The current crisis in global financial markets will not stop the flow of investments in the medium term to Asian economies, including China, Hong Kong, India, Indonesia, the Republic of Korea, Malaysia, the Philippines, Singapore, Taiwan, Thailand and Vietnam, according to the economist.

According to the ADB’s report, along with the strict control of the financial market and foreign exchange reserves, the Asian region now has surplus reserves and liquidity after the Asian financial crisis in 1997. Therefore, there will be many financial tools to attract investors.
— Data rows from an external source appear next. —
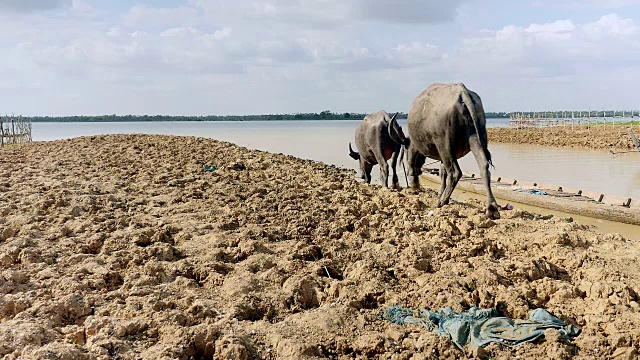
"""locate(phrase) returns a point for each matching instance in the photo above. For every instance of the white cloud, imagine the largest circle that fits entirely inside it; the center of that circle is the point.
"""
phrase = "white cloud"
(302, 55)
(143, 17)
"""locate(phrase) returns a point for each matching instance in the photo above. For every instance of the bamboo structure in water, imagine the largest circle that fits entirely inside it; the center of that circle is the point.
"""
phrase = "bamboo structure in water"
(14, 130)
(570, 118)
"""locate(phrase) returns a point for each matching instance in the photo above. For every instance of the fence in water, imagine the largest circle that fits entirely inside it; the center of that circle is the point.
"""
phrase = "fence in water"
(14, 130)
(573, 119)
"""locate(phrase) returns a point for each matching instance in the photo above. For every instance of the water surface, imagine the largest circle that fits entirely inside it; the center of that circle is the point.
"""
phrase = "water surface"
(327, 141)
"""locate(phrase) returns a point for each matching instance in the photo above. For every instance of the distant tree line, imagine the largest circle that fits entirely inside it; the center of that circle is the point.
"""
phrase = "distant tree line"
(323, 115)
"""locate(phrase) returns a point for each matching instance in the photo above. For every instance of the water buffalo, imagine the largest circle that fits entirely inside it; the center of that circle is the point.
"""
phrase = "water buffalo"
(379, 138)
(445, 122)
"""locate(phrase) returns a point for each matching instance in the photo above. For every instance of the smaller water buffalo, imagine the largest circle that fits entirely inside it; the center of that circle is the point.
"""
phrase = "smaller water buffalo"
(446, 121)
(379, 138)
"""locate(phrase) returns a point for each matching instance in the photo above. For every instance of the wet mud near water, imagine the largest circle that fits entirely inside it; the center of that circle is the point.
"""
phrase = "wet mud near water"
(122, 246)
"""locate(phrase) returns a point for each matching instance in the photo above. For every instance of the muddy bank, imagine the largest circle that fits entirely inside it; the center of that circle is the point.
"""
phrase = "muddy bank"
(123, 246)
(597, 137)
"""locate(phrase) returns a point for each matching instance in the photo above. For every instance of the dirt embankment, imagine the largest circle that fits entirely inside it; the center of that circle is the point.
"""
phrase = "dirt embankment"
(597, 137)
(124, 247)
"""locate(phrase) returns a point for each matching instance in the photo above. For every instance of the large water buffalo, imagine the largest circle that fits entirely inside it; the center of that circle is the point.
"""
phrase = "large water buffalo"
(379, 138)
(446, 121)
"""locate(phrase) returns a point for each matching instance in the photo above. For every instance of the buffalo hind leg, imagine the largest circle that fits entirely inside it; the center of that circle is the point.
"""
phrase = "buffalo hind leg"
(453, 175)
(366, 171)
(443, 179)
(394, 179)
(415, 161)
(384, 168)
(478, 152)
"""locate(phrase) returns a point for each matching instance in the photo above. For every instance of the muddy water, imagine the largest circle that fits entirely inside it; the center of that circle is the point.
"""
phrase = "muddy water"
(327, 141)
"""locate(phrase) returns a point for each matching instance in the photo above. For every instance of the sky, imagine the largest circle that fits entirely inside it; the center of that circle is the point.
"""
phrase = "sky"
(234, 57)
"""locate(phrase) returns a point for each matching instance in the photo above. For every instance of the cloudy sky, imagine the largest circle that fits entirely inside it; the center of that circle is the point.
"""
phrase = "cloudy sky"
(198, 57)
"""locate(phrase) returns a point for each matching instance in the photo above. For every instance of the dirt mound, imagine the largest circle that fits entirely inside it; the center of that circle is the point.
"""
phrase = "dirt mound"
(594, 137)
(124, 246)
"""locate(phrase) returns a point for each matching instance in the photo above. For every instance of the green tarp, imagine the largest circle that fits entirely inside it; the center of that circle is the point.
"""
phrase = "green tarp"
(482, 326)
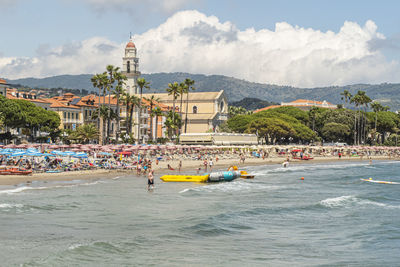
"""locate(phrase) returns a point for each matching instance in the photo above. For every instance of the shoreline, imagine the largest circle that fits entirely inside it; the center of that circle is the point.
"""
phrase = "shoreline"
(189, 166)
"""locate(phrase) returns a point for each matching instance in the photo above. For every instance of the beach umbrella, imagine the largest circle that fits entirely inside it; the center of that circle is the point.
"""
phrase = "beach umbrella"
(18, 154)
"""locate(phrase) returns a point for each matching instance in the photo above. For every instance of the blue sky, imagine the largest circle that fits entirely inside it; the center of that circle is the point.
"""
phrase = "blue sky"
(32, 28)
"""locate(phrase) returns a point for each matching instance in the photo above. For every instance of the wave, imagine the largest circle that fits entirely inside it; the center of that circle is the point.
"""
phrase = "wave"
(10, 206)
(26, 188)
(308, 167)
(235, 186)
(19, 190)
(350, 201)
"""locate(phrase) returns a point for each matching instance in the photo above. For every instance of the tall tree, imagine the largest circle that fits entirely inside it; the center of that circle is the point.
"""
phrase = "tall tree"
(346, 96)
(152, 102)
(142, 83)
(118, 91)
(183, 88)
(99, 81)
(189, 83)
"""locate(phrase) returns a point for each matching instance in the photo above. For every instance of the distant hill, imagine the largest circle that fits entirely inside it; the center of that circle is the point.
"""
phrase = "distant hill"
(250, 103)
(235, 89)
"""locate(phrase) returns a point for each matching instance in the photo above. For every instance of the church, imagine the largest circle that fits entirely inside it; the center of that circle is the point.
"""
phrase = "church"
(206, 110)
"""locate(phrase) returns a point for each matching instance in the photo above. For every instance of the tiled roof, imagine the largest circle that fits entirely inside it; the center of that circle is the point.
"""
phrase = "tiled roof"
(266, 108)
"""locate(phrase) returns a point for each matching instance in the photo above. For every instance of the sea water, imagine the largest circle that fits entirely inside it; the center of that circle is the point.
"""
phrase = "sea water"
(329, 218)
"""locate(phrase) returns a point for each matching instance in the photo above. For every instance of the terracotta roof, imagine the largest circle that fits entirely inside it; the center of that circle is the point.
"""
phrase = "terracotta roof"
(266, 108)
(199, 96)
(310, 102)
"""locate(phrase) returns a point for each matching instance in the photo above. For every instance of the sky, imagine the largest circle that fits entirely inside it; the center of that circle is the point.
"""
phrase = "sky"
(305, 43)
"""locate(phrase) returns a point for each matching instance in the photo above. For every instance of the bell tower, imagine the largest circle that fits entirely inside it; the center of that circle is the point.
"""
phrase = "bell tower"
(130, 68)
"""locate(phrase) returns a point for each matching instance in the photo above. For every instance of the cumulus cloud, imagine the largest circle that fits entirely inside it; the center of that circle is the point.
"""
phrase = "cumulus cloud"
(190, 41)
(131, 6)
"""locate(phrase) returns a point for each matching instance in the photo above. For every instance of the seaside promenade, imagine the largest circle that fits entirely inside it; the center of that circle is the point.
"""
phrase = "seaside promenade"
(76, 162)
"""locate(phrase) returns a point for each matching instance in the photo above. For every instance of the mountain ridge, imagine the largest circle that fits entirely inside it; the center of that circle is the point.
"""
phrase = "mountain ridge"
(235, 89)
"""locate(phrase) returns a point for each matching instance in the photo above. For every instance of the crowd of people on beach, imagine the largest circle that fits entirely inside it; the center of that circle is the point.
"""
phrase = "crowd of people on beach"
(142, 161)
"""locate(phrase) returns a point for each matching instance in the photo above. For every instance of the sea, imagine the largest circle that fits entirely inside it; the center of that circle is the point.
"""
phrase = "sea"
(329, 218)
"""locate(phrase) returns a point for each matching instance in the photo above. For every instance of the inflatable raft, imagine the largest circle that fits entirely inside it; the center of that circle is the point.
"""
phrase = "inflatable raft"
(378, 182)
(212, 177)
(185, 178)
(245, 175)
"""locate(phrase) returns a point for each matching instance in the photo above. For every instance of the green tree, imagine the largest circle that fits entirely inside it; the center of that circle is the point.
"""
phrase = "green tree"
(142, 83)
(189, 83)
(271, 129)
(333, 131)
(157, 112)
(152, 102)
(239, 123)
(173, 89)
(87, 133)
(173, 122)
(118, 91)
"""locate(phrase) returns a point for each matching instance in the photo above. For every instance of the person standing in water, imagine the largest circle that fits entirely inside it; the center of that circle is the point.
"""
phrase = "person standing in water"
(150, 180)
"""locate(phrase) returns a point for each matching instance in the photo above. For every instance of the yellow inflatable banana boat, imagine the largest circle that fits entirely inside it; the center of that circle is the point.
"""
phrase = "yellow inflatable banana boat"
(185, 178)
(245, 175)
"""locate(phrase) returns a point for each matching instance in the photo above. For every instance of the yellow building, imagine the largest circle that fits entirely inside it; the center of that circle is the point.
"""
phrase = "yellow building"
(206, 110)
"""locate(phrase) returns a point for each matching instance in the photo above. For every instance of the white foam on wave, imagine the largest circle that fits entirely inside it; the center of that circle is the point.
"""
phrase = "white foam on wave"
(235, 186)
(347, 201)
(26, 188)
(305, 167)
(10, 206)
(19, 190)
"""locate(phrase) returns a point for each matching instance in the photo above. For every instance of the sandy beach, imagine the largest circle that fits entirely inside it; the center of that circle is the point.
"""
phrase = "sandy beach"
(188, 166)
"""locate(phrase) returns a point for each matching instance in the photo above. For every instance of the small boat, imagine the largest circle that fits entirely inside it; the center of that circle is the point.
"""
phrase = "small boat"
(378, 182)
(15, 171)
(185, 178)
(245, 175)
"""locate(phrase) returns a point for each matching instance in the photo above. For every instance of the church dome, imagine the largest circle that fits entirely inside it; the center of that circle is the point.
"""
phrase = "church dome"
(130, 44)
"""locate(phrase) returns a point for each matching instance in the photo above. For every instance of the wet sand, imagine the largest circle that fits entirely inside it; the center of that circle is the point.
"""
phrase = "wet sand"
(188, 166)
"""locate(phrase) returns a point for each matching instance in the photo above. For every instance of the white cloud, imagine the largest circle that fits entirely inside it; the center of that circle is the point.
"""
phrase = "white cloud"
(138, 6)
(190, 41)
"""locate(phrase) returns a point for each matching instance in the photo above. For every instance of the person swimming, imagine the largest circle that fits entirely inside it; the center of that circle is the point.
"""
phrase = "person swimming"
(285, 164)
(150, 180)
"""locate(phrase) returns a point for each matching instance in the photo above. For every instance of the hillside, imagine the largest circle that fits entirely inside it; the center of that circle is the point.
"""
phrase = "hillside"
(235, 89)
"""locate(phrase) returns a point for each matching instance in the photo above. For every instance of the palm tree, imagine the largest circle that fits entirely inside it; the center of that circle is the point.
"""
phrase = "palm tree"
(118, 91)
(183, 88)
(142, 83)
(356, 101)
(346, 96)
(87, 132)
(156, 112)
(189, 83)
(131, 101)
(173, 89)
(152, 101)
(100, 81)
(172, 122)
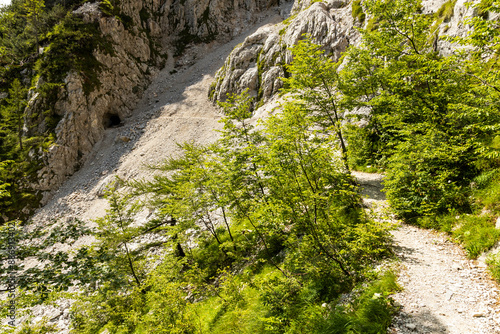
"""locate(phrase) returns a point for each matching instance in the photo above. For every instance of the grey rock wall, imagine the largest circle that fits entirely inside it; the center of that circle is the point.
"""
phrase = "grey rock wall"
(156, 30)
(260, 61)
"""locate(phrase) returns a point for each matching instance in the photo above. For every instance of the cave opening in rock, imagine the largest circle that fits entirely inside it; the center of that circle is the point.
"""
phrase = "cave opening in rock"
(111, 120)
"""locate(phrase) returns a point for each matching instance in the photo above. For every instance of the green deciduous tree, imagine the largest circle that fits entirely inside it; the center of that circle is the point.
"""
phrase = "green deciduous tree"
(314, 82)
(431, 117)
(14, 114)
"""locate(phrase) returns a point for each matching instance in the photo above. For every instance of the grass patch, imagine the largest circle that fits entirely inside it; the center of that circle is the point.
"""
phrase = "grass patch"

While noting growth in emerging Asia is forecast at a robust 7.9 percent in 2011 and 7.8 percent in 2012, the report warns that downside risks loom large as monetary authorities across the region step up their fight against inflation amid increased global economic uncertainty and heightened financial volatility.

Despite visible improvement in emerging Asia’s capital markets, persistent vulnerabilities to external shocks suggest the region’s collective efforts are necessary to enhance market resilience.

“Providing deep and liquid markets with strong market infrastructure is essential to support the region’s financial development and integration,” Iwan Azis said./.